Unit 1 · Foundation of DSA
Algorithm Complexity Cheat Sheet
A quick DSA complexity cheat sheet with common Big O values, examples, rules, and revision notes for interviews.
Introduction
This chapter gives you a quick reference for common time and space complexities used in DSA.
Use it when you need to revise Big O patterns, compare algorithms, or quickly identify the complexity of loops and recursion.
The goal is not memorization alone. The goal is to recognize patterns in code.
Fastest to Slowest O(1) -> O(log n) -> O(n) -> O(n log n) -> O(n^2) -> O(2^n) -> O(n!)

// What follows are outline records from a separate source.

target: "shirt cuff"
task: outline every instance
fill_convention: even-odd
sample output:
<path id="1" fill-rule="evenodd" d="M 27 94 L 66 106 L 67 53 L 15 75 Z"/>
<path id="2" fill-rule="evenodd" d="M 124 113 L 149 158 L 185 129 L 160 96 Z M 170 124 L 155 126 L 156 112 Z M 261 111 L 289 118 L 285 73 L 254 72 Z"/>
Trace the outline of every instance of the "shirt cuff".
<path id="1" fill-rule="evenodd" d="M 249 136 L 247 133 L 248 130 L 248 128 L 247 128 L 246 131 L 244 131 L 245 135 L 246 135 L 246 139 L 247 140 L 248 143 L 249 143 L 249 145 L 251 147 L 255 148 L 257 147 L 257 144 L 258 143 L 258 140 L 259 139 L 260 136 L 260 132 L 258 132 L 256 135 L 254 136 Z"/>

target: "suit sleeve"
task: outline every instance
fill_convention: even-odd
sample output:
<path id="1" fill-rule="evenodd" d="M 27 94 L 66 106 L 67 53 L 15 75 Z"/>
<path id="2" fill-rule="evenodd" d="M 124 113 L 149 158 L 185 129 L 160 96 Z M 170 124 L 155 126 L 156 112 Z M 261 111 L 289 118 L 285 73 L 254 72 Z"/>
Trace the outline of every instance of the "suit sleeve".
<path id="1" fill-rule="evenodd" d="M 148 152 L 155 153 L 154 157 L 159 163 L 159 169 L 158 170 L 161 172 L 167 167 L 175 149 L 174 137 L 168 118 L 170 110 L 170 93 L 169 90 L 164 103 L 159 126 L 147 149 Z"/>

How This Cheat Sheet Helps
Fast Revision
Review common complexities in one place.
Pattern Recognition
Map loops and algorithms to Big O quickly.
Interview Prep
Use standard complexity vocabulary confidently.
Better Choices
Pick efficient solutions by comparing growth rates.
Table of Contents
Common Code Patterns
Most beginner complexity questions can be solved by recognizing common patterns in loops and data structures.
- Direct access by index: O(1).
- Single loop from 0 to n: O(n).
- Loop that halves input each time: O(log n).
- Two nested loops over n: O(n^2).
- Sorting with merge sort or heap sort: O(n log n).
Common Data Structure Operations
Different data structures have different operation costs. Choosing the right one can change the whole solution.
- Array access by index is O(1).
- Array search without sorting is O(n).
- Stack push and pop are O(1).
- Queue enqueue and dequeue are O(1).
- Hash table average search is O(1).
Simplification Rules
Big O expressions are simplified because we care about long-term growth, not small constants.
- O(5) becomes O(1).
- O(2n) becomes O(n).
- O(n + 100) becomes O(n).
- O(n^2 + n) becomes O(n^2).
- O(n * log n) is written as O(n log n).
Space Complexity Patterns
Space complexity mainly depends on extra memory, not the input itself unless the problem asks for total memory.
- Few variables: O(1).
- Extra array of size n: O(n).
- 2D matrix of n by n: O(n^2).
- Recursive stack depth n: O(n).
Complexity Cheat Sheet Table
| Complexity | Performance | Example |
|---|---|---|
| O(1) | Excellent | Array index access |
| O(log n) | Very good | Binary search |
| O(n) | Good | Linear traversal |
| O(n log n) | Good for sorting | Merge sort |
| O(n^2) | Slow for large input | Nested comparison |
| O(2^n) | Very slow | Subset generation |
| O(n!) | Extremely slow | All permutations |
C Program Example
This nested loop prints all pairs, so its time complexity is O(n^2).
#include <stdio.h>
int main() {
int n = 3;
for (int i = 0; i < n; i++) {
for (int j = 0; j < n; j++) {
printf("(%d,%d) ", i, j);
}
}
return 0;
}
Output:
(0,0) (0,1) (0,2) (1,0) ...
Key Points
- O(1), O(log n), O(n), O(n log n), and O(n^2) are the most common beginner complexities.
- Nested loops often indicate quadratic time.
- Extra arrays and recursion stacks affect space complexity.
- Always simplify Big O by ignoring constants and smaller terms.
Interview Tip
When stuck, write down how many times the most expensive line runs.
Common Beginner Mistakes
- Memorizing tables without understanding code patterns.
- Forgetting that input size can be n, m, rows, columns, or nodes.
- Calling every nested loop O(n^2) even when loop limits are different.
Quick Revision
- One loop: O(n).
- Nested n by n loops: O(n^2).
- Halving each step: O(log n).
- Extra array: O(n) space.
Summary
This cheat sheet summarizes the most common complexity patterns used in DSA. With practice, you can identify time and space complexity by reading loops, recursion, and data structure operations.